Research:Multilingual Readability Research
As part of the program to address knowledge gaps, the Research team at the Wikimedia Foundation has started to develop a taxonomy of knowledge gaps. The next step consists of identifying metrics to quantify the size of these gaps. For some of the gaps in the content dimension we have readily available metrics (especially around representation gaps such as gender, geography, etc). However, for some of the metrics we are still lacking metrics. This project focuses on identifying possible metrics for the readability-gap in Wikimedia projects (with focus on supporting multiple languages).

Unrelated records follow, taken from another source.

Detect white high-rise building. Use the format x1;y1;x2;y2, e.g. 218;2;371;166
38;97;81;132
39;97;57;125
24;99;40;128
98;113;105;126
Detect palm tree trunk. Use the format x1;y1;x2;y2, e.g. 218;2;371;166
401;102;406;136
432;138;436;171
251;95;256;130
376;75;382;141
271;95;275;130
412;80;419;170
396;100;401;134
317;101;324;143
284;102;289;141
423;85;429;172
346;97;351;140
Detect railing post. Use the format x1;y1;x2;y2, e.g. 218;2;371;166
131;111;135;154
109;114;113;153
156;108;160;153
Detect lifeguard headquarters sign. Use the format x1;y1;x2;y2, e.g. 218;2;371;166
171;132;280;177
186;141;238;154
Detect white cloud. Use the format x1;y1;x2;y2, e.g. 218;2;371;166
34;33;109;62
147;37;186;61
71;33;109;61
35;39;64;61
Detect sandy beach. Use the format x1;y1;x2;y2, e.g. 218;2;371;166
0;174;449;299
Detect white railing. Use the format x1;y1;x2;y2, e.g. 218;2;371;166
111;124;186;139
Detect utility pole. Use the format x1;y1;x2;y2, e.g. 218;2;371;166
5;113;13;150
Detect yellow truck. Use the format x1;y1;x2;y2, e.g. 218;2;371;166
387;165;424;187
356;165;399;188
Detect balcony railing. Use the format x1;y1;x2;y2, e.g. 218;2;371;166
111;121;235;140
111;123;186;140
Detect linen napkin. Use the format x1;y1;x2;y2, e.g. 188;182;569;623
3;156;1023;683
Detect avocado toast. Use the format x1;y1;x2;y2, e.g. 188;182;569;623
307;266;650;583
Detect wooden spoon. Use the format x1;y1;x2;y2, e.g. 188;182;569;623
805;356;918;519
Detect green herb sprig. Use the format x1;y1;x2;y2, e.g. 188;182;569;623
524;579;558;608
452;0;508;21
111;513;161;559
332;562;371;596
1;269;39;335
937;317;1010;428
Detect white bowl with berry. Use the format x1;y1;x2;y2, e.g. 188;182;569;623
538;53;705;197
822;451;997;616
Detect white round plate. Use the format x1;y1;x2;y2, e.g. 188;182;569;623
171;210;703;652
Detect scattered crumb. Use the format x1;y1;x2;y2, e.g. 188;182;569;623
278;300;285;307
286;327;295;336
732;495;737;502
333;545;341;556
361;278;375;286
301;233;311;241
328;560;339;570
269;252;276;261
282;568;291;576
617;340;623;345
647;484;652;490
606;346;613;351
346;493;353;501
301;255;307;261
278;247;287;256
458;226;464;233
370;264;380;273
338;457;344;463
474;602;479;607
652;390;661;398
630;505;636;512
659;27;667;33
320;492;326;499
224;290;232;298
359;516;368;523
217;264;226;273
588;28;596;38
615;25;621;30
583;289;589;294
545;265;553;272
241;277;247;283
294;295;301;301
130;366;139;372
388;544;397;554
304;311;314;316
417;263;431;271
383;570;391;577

Roughly, readability aims to capture how hard it is for a reader to understand a written text. While there are off-the-shelve readability-scores for English (and other languages), it is not clear how these approaches can be used to assess readability across the more than 300 language versions of Wikipedia.
The aim of this project is to assess whether it is feasible to automatically evaluate readability of Wikipedia articles across the many languages covered in Wikimedia projects.
- Conduct background research on existing approaches to measuring readability (see Research:Multilingual_Readability_Research/Background_Research)
- Identify candidate approaches that support multiple languages. Conduct exploratory research with corresponding models and datasets
- Specifying the task, implementing the models, and evaluating performance
- Make a decision whether an automatic evaluation of readability across projects is feasible.
Identifying a set of candidate approachesEdit
In Research:Multilingual_Readability_Research/Background_Research I tried to get an overview of different approaches to measuring readability with a focus on multilingual approaches. The following two approaches emerge as the most promising candidates:
- Language-dependent approach using pre-trained multilingual language models. Several studies have shown that standard language models such as BERT can be used to derive features from sentences or texts that can capture readability similar or better than hand-crafted linguistic features. These models support not all but on the order of 100 different languages.
- Language-agnostic approach using an entity-linker. This approach yields a language-agnostic representation of text as a sequence of entities (instead of words/syllables/etc). From this we can derive shallow features (e.g. average number of entities per sentence) without language-specific parsing; this has been shown to capture some aspects of readability. This relies on the availability of the entity-linker, one promising open candidate is dbpedia-spotlight which is open, exists for several languages, and can be expanded to new languages.
We can apply these two models on different datasets for evaluation as a classification task:
- Simple vs English Wikipeda corpus. Texts with 2 reading levels (simple, normal). While this only covers English texts the main advantage is that it provides on the order of 65k articles
- Vikidia vs Wikipedia corpus. Texts with 2 reading levels (simple, normal). While it is a much smaller corpus, it contains texts in several languages.